As mentioned in the previous part, FastStats Selector variables require selector codes given as strings (Python str type).

This is also true for Array and Flag Array variables:

>>> households = my_session.tables["Households"]
>>> ford_owners = households["Car Make Code"] == "FOR"
>>> ford_owners.count()
51614
>>> broadsheet_readers = people["Newspapers"] == [
...     "Financial Times",
...     "The Times",
...     "Daily Telegraph",
...     "The Guardian",
...     "Independent",
... ]
>>> broadsheet_readers.count()
531936

Note

Even selector codes that are numerical in form must be given as their string equivalents with appropriate 0-padding, as in the high earners example in the previous part.

Numeric

Numeric variables accept any number type:

>>> policies = my_session.tables["Policies"]
>>> ten_days_until_travel = policies["Days Until Travel"] == 10
>>> ten_days_until_travel.count()
5085
>>> premium_87_65 = policies["Premium"] == 87.65
>>> premium_87_65.count()
8

As well as int and float types, you can use other numerical types like Decimal from the built-in decimal module:

>>> from decimal import Decimal
>>> cost12345 = bookings["Cost"] == Decimal("123.45")
>>> cost12345.count()
11

Text

Text variables use Python strings:

>>> smiths = people["Surname"] == "Smith"
>>> smiths.count()
13302
>>> vowel_initial = people["Initial"] == list("AEIOU")
>>> vowel_initial.values
['A', 'E', 'I', 'O', 'U']
>>> vowel_initial.count()
168548

Date & DateTime

Date and DateTime variables use the built-in Python datetime.date and datetime.datetime types.

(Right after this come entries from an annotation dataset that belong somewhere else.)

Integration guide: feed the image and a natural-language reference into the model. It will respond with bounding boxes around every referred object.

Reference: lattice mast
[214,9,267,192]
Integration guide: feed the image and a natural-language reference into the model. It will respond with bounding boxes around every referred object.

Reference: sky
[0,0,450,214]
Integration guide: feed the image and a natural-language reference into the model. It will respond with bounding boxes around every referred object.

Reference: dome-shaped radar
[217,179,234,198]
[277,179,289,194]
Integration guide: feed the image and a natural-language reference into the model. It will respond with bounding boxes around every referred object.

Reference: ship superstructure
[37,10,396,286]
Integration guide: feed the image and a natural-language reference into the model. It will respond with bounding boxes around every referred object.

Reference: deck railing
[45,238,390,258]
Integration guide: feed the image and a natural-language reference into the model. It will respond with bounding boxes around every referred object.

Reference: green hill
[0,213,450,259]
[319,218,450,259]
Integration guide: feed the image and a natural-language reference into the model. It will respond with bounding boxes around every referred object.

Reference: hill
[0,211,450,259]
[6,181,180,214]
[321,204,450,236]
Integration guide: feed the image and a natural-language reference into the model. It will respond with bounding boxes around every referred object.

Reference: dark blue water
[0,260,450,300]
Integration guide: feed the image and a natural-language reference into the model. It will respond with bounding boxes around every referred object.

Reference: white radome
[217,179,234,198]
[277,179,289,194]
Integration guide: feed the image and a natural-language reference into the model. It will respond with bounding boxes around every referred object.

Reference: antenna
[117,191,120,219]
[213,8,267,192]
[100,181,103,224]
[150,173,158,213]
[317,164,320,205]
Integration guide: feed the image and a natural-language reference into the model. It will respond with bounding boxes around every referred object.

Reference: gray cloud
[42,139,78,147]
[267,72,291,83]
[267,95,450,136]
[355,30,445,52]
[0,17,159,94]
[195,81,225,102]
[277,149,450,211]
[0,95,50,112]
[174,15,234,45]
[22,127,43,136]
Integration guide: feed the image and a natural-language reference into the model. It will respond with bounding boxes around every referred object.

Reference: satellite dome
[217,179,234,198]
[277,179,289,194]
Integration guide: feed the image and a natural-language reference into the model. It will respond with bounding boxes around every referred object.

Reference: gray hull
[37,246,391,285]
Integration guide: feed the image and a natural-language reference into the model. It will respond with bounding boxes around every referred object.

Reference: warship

>>> from datetime import date
>>> christmas_day_2019 = bookings["Booking Date"] == date(2019, 12, 25)
>>> christmas_day_2019.count()
627
>>> travel_on_1st = bookings["Travel Date"] == [
...     date(y, m, 1)
...     for y in range(2016, 2020)
...     for m in range(1, 13)
... ]
>>> travel_on_1st.count()
41660

FastStats does not support picking a single date-time directly, so we can’t use the == operator as we have with other variable types here. But in the next part we’ll learn other ways to make selections, including using DateTime variables.